Since the start of the coalition, the very idea of deep spending cuts and austerity has become gradually more popular to demonize and protest against. All students at this university have, at some point, been exposed to the anti-austerity rhetoric that is employed by the overwhelming majority of student activists. In fact, in my first week of summer school back in 2011 before entering first year, the first thing I was invited to was a protest against the cuts. For something that has become so strongly opposed with such vitriol, the austerity measures are actually built on a foundation of not just fiscal responsibility, but good old-fashioned – and underrated – common sense.
There’s really not much to say about the common-sense aspect of cutting public spending other than the obvious fact that is still overlooked; the most efficient way of cutting our deficit is by cutting public spending. It would be the same as a person saying, “I’ve decided to save money by spending less,” – and who would tell this person that they are wrong? The solid logic of this common-sense is evident in the current uproar over the cuts; those who oppose them are incapable of disproving the common-sense behind it so instead they have a habit of pulling out the victim card. After all, the best method of destroying the legitimacy of a government is attempting to smear it as tyrannical and oppressive; and most anti-austerity protesters have done this to a worryingly effective extent. Despite the fact that the increase in tuition fees in England to £9,000 a year back in 2010 was unavoidable, the protests against them still included a level of violence and rage we hadn’t seen for years. And then we had the riots of 2011 which some extremely misinformed people tried to portray as a rebellion of the working class and the unemployed against the mean Tory government, when it was really nothing but mindless violence; it had absolutely nothing to do with the cuts.
However, there is no denying that these cuts do affect a vast variety of public services. Because of the large-scale of the cuts, most activists and protesters like to use the power of the demographic; students against the cuts, the unemployed, etc. But putting people into these boxes does not help their argument. Look no further than your typical student activist – although I’ll admit there is the occasional extremely rare exception – to see a prime example of selfishness and irrationality. From speaking to friends and fellow students I’ve heard many so-called arguments against the cuts that all seem to rest on more or less the same point; we’re students, we’re more important than everyone else. In fact, a recent NUS poster for an anti-austerity demonstration proclaimed “For free education, tax the rich.” Now this is all fine and well when it’s aimed at uninformed people who still falsely believe that the Tories are letting the rich pay mere pennies in taxes, but that’s not the case. ‘The rich’ are already paying higher taxes than everyone else under our current tax system, which places the tax burden firmly on those on a higher income.
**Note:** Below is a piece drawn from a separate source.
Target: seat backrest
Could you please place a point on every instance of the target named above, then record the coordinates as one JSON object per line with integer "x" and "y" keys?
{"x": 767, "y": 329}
The government takes 40% off of earnings over £34,000 a year and 50% off of earnings over £150,000. Either the NUS are exploiting the ill-informed, or are making the ridiculous suggestion that we increase the tax rate for the rich even further solely to fund students’ education.
And it is that point which leads me again to the main reason why the majority of these activists are not winning me over: selfishness. Even as a student myself – who could not afford to pay tuition fees – I’m ashamed to have the likes of the NUS represent me. Even though my University education is extremely important to me, how exactly is it more important than the future of our country? If these austerity measures are not continued, the deficit will not be cut but will instead be passed on to future generations. As important as my University education is to me, I would never ask for it to be at the expense of tomorrow’s generation; that would be nothing but greed, which is, ironically. something the Tories are often accused of.
More importantly, if these anti-austerity protesters had their way with public spending, future generations would have to pay even more, considering just how much these activists would be willing to take from their government whilst giving precious little in return; after all, they do believe that the tax burden should be shifted onto the rich just so they can get free tuition. And on that note I would have to ask; how is this any more selfish than a rich person wanting to keep their own money?